The other was Aldous Huxley's Brave New World (1932), which proposed a different and softer form of totalitarianism - one of conformity achieved through engineered, bottle-grown babies and hypnotic persuasion rather than through brutality, of boundless consumption that keeps the wheels of production turning and of officially enforced promiscuity that does away with sexual frustration, of a pre-ordained caste system ranging from a highly intelligent managerial class to a subgroup of dim-witted serfs programmed to love their menial work, and of soma, a drug that confers instant bliss with no side effects.

Which template would win, we wondered. During the cold war, Nineteen Eighty-Four seemed to have the edge. But when the Berlin Wall fell in 1989, pundits proclaimed the end of history, shopping reigned triumphant, and there was already lots of quasi-soma percolating through society. True, promiscuity had taken a hit from Aids, but on balance we seemed to be in for a trivial, giggly, drug-enhanced spend-o-rama: Brave New World was winning the race.

That picture changed, too, with the attack on New York's twin towers in 2001. Thoughtcrime and the boot grinding into the human face could not be got rid of so easily, after all. The Ministry of Love is back with us, it appears, though it's no longer limited to the lands behind the former iron curtain: the west has its own versions now.

On the other hand, Brave New World hasn't gone away. Shopping malls stretch as far as the bulldozer can see. On the wilder fringes of the genetic engineering community, there are true believers prattling of the gene-rich and the gene-poor - Huxley's alphas and epsilons - and busily engaging in schemes for genetic enhancement and - to go one better than Brave New World - for immortality.

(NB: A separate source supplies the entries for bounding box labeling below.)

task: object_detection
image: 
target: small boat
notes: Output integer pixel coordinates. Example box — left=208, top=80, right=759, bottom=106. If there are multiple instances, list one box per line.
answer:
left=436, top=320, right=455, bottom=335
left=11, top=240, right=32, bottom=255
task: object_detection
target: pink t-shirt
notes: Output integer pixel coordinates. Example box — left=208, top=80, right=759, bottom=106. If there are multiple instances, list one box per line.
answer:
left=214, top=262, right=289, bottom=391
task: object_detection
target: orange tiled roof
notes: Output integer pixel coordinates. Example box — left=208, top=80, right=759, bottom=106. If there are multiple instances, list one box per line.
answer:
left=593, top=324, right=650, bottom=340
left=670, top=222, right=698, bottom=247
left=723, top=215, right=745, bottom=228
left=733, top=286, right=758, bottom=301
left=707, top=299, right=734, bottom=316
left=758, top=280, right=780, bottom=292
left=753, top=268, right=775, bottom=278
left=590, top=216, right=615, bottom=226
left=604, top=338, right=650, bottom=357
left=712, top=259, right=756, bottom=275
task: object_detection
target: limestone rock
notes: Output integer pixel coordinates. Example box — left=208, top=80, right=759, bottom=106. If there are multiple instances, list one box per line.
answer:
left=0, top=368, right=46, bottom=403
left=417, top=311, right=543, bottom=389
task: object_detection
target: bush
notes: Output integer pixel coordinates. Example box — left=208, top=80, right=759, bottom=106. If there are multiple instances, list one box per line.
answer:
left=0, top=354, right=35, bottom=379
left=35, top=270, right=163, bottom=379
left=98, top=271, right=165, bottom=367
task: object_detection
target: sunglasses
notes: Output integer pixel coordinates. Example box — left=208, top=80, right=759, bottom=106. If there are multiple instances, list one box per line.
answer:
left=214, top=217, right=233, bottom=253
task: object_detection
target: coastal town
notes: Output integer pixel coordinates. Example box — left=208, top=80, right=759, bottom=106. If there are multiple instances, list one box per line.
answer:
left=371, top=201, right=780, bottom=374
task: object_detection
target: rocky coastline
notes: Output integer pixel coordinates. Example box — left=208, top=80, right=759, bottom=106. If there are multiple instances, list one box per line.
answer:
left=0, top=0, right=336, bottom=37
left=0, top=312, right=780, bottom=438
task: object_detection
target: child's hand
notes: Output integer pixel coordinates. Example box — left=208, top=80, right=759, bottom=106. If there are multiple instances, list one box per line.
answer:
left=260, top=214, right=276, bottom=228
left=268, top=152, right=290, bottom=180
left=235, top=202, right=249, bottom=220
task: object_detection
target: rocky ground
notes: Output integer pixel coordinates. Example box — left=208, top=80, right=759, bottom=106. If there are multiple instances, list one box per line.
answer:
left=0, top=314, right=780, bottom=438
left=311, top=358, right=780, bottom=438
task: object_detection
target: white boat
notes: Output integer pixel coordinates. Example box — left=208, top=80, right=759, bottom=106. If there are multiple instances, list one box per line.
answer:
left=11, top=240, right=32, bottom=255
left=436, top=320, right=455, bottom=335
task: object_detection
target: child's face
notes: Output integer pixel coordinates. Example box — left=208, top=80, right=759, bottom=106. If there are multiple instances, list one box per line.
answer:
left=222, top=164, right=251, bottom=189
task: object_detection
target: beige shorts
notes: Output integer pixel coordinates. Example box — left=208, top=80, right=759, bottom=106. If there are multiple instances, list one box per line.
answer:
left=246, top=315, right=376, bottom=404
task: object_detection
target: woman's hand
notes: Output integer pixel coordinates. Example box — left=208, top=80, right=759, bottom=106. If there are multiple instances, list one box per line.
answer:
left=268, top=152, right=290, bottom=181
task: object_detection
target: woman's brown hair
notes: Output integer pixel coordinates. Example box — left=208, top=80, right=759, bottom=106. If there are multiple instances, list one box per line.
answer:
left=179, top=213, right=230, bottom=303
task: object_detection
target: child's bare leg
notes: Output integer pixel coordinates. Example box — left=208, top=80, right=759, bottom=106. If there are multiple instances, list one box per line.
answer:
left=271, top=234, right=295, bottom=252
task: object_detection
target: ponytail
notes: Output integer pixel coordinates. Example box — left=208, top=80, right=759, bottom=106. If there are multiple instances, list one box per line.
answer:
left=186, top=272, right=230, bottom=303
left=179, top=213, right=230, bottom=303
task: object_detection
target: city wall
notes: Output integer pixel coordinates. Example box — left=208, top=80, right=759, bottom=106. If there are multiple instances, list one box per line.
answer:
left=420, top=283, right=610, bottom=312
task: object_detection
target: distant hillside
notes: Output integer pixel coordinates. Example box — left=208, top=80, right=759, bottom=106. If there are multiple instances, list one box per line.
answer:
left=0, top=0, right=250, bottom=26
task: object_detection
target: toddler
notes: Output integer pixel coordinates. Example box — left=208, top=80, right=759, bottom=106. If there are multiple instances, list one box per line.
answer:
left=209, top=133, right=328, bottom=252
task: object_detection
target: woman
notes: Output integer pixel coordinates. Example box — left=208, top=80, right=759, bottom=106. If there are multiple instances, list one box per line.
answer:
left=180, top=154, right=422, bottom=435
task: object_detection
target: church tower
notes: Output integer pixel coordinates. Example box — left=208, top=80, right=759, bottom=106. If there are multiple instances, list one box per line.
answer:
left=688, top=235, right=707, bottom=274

Would it be possible for both of these futures - the hard and the soft - to exist at the same time, in the same place? And what would that be like?

Surely it's time to look again at Brave New World and to examine its arguments for and against the totally planned society it describes, in which "everybody is happy now". What sort of happiness is on offer, and what is the price we might pay to achieve it?

I first read Brave New World in the early 1950s, when I was 14. It made a deep impression on me, though I didn't fully understand some of what I was reading. It's a tribute to Huxley's writing skills that although I didn't know what knickers were, or camisoles - nor did I know that zippers, when they first appeared, had been denounced from pulpits as lures of the devil because they made clothes so easy to take off - I none the less had a vivid picture of "zippicamiknicks", that female undergarment with a single zipper down the front that could be shucked so easily: "Zip! The rounded pinkness fell apart like a neatly divided apple. A wriggle of the arms, a lifting first of the right foot, then the left: the zippicamiknicks were lying lifeless and as though deflated on the floor."

I myself was living in the era of "elasticised panty girdles" that could not be got out of or indeed into without an epic struggle, so this was heady stuff indeed.

The girl shedding the zippicamiknicks is Lenina Crowne, a blue-eyed beauty both strangely innocent and alluringly voluptuous - or "pneumatic", as her many male admirers call her. Lenina doesn't see why she shouldn't have sex with anyone she likes whenever the occasion offers, as to do so is merely polite behaviour and not to do so is selfish. The man she's trying to seduce by shedding her undergarment is John "the Savage", who's been raised far outside the "civilised" pale on a diet of Shakespeare's chastity/whore speeches, and Zuni cults, and self-flagellation, and who believes in religion and romance, and in suffering to be worthy of one's beloved, and who idolises Lenina until she doffs her zippicamiknicks in such a casual and shameless fashion.

Never were two sets of desiring genitalia so thoroughly at odds. And thereon hangs Huxley's tale.

Brave New World is either a perfect-world utopia or its nasty opposite, a dystopia, depending on your point of view: its inhabitants are beautiful, secure and free from diseases and worries, though in a way we like to think we would find unacceptable. "Utopia" is sometimes said to mean "no place", from the Greek ou-topos; others derive it from eu, as in "eugenics", in which case it would mean "healthy place" or "good place". Sir Thomas More, in his own 16th-century Utopia, may have been punning: utopia is the good place that doesn't exist.